People may be sending fewer letters, but they’re definitely not sending – or receiving – fewer packages. In the United States alone, according to FedEx Ground President and CEO Henry Maier, the e-commerce market is expected to top $300 billion in sales. And a report by eMarketer showed that the global B2C e-commerce sector is expected to hit $2.3 trillion by 2017.
The air cargo industry gets around $2 billion of that pie every year, based on figures from around 250 IATA-member airlines in more than 100 countries. But the new trend toward convenience coupled with the explosion in online stores – 1,354 percent between 2012 and 2014, compared with 100 percent growth for brick-and-mortar stores – means the air cargo industry is finding itself stuck between a rock and a hard place.
On one side, integrators and ocean and land freight options are standing in as stiff competitors for cargo and combination carriers. As consumers demand more goods more quickly, it can be difficult to adapt – especially for an industry that has seen largely flat growth until recently, and few innovations.
Smarter, Not Faster
IATA has encouraged carriers to shave 48 hours off the six-day transport timeline that has been the average since the 1980s. But current global head of cargo Glyn Hughes says it’s not just about being quicker – it’s about being smarter. Faster shipping times should be a natural byproduct of more large-scale fixes required for what Hughes calls a “fragmented supply chain.” But those changes need to come from within the industry, not from above.
The Push for e-Freight
E-freight is another important component of the air cargo industry’s evolution. “Customers look at this paper-based way of doing business and consider it to be outdated, inefficient, and adding significant cost,” said Bill Gottlieb of the Global Air Cargo Advisory Group back in 2011, and it still holds true today. IATA’s head of cargo e-business, Guillaume Drucy, says that 22 percent of air waybills are electronic, leaving a long way to go. But it’s not enough to simply reduce paper. Information must be able to flow seamlessly throughout the supply chain, and not just one way. Challenges here include matching paper documents with e-air waybills, sending incomplete information, and inefficient redundancies in data entry.
The Carrier’s Role
As the future of airmail falls upon us, there are a number of things that cargo and combination carriers can do to prepare for the new era. One of those is the adoption of a robust, integrated IT solution that can streamline cargo operations and improve the experience for forwarders and consignees alike.
When considering a cargo solution, look for one that improves customer service. Real-time progress and status reports help all supply chain members track and record key events in the shipment lifecycle, along with spotting and resolving discrepancies as soon as they arise. A system that supports automation and paperless processes is also important for supporting industry-wide efforts in those areas. In addition, you’ll need a solution that’s compliant with IATA, AVI, and DG standards and regulations. Finally, features that help you manage terminal operations can help you get shipments off the ground more quickly, and help manage capacity, as well.

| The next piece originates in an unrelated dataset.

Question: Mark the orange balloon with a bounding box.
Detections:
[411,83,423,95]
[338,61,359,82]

It’s unlikely that e-commerce is going anywhere anytime soon. What was once a fun novelty has now become an entire way of life for many people, with consumers ordering not just electronics and other luxury goods, but groceries and everyday essentials, as well. The sector is simply too large to be ignored – but it’s important to remember that consumers want their items as soon as possible, and at the cheapest price, as well. Complex, outdated systems and operations add bulk to both cost and delivery timeframes, making air cargo particularly prone to being edged out by competitors. With a partner in hand to help streamline your own cargo operations, you’ll be much better poised to join the remainder of the industry in what now looks to be the brave new world of shipping.